What Is Medicare?
Medicare is our country’s health insurance program for people age 65 or older. Certain people younger than age 65 can qualify for Medicare, too, including those who have disabilities and those who have permanent kidney failure or amyotrophic lateral sclerosis (Lou Gehrig’s disease). The program helps with the cost of health care, but it does not cover all medical expenses or the cost of most long-term care.
Medicare is financed by a portion of the payroll taxes paid by workers and their employers. It also is financed in part by monthly premiums deducted from Social Security checks. The Centers for Medicare & Medicaid Services is the agency in charge of the Medicare program, but you apply for Medicare at Social Security. We can give you general information about the Medicare program.
Medicare has four parts
- Hospital insurance (Part A) that helps pay for inpatient care in a hospital or skilled nursing facility (following a hospital stay), some home health care and hospice care.
- Medical insurance (Part B) that helps pay for doctors’ services and many other medical services and supplies that are not covered by hospital insurance.
- Medicare Advantage (Part C) formerly known as Medicare + Choice plans are available in many areas. People with Medicare Parts A and B can choose to receive all of their health care services through one of these provider organizations under Part C.
- Prescription drug coverage (Part D) that helps pay for medications doctors prescribe for treatment.
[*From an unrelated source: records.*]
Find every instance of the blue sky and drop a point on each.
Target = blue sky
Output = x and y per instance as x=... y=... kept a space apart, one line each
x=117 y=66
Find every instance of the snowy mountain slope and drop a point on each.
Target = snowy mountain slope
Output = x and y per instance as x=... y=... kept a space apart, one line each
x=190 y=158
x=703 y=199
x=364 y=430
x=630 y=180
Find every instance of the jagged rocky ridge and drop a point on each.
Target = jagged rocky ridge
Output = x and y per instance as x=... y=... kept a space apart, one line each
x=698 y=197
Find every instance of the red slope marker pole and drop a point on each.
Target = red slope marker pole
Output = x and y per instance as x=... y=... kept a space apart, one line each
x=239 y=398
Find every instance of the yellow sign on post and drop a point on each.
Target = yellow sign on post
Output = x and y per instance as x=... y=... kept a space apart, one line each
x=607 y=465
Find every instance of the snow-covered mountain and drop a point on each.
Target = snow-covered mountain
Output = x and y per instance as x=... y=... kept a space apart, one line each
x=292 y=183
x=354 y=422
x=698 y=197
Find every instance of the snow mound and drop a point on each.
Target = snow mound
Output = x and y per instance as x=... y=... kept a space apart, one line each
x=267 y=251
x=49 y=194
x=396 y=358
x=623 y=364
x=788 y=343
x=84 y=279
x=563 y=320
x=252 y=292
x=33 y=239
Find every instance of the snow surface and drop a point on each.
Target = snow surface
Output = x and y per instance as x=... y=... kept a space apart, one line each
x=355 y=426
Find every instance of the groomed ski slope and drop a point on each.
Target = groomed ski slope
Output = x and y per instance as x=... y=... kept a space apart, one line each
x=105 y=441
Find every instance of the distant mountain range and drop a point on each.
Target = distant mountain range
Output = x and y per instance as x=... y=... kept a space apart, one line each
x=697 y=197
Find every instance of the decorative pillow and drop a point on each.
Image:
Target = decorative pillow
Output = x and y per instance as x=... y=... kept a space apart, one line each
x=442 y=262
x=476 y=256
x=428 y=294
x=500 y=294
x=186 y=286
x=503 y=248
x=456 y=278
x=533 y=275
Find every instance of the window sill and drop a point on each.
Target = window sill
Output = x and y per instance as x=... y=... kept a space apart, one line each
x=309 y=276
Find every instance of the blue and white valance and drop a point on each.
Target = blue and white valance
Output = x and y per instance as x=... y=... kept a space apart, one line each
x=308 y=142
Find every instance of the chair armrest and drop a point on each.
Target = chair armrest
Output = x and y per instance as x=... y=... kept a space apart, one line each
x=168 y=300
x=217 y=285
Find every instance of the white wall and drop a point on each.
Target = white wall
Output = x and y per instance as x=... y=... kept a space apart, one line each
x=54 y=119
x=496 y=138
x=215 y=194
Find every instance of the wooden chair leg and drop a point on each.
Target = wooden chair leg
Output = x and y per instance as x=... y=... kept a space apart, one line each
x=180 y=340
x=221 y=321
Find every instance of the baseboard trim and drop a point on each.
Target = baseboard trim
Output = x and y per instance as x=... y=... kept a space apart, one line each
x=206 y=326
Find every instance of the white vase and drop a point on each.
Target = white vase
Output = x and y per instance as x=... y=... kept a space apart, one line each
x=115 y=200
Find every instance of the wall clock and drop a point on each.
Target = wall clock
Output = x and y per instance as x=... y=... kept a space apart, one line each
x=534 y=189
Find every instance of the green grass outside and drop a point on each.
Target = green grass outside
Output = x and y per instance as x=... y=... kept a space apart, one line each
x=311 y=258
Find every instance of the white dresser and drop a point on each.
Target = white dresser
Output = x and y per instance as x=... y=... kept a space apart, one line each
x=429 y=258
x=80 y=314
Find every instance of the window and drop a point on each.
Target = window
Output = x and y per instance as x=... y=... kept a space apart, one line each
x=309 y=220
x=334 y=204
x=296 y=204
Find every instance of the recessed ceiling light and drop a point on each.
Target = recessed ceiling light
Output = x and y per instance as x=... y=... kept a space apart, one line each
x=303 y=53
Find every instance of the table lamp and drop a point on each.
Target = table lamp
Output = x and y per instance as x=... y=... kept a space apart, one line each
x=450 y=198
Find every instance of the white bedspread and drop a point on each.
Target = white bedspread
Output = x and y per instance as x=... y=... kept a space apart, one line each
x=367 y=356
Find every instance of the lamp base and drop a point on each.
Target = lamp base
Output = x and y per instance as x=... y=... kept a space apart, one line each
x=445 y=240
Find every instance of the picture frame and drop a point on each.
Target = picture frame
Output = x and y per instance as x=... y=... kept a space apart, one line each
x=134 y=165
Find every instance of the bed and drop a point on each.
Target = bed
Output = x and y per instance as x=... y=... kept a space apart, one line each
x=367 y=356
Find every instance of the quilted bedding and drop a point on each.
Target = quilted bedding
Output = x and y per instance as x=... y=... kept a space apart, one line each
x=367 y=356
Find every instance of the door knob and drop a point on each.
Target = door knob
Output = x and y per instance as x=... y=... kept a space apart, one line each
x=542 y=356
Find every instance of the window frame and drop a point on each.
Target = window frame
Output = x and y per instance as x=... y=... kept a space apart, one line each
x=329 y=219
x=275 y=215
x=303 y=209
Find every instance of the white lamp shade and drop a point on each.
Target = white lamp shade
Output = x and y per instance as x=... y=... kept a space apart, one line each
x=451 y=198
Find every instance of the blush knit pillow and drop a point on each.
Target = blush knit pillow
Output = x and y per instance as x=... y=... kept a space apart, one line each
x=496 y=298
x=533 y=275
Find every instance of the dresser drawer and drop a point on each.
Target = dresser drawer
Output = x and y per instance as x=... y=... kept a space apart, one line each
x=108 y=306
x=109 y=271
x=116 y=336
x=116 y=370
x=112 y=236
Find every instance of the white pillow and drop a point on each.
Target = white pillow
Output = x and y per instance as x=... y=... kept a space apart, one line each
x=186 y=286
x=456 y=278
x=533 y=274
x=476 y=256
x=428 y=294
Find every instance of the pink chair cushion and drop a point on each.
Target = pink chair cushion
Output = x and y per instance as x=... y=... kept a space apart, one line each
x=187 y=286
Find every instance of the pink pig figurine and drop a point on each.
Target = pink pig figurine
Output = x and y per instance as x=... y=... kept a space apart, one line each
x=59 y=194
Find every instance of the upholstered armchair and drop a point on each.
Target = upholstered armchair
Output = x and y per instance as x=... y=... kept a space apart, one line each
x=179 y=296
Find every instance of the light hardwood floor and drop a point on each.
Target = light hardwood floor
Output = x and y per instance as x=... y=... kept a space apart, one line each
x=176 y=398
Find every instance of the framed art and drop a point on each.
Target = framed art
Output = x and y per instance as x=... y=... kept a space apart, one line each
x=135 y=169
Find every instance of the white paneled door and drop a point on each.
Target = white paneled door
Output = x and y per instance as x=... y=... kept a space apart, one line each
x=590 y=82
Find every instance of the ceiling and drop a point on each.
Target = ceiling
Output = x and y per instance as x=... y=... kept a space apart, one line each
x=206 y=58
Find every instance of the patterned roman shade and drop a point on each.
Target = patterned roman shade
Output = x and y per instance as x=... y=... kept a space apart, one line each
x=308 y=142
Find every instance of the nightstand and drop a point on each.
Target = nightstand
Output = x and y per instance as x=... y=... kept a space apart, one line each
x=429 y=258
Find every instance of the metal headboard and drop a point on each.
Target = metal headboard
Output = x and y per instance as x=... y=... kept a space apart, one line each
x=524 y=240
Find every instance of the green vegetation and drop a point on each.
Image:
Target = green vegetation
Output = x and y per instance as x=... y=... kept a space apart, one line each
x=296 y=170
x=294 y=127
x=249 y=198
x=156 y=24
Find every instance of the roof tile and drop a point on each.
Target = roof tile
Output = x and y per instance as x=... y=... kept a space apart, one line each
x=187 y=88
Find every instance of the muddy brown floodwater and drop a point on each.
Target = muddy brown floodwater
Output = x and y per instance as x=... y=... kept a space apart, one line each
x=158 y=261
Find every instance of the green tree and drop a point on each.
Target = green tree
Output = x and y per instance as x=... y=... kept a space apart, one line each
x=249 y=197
You can get more detailed information about what Medicare covers from Medicare & You (Publication No. CMS-10050). To get a copy, call the Medicare toll-free number, 1-800-MEDICARE (1-800-633-4227), or go to www.medicare.gov. If you are deaf or hard of hearing, you may call TTY 1-877-486-2048.
A word about Medicaid
You may think that Medicaid and Medicare are the same. Actually, they are two different programs. Medicaid is a state-run program that provides hospital and medical coverage for people with low income and little or no resources. Each state has its own rules about who is eligible and what is covered under Medicaid. Some people qualify for both Medicare and Medicaid. For more information about the Medicaid program, contact your local medical assistance agency, social services or welfare office.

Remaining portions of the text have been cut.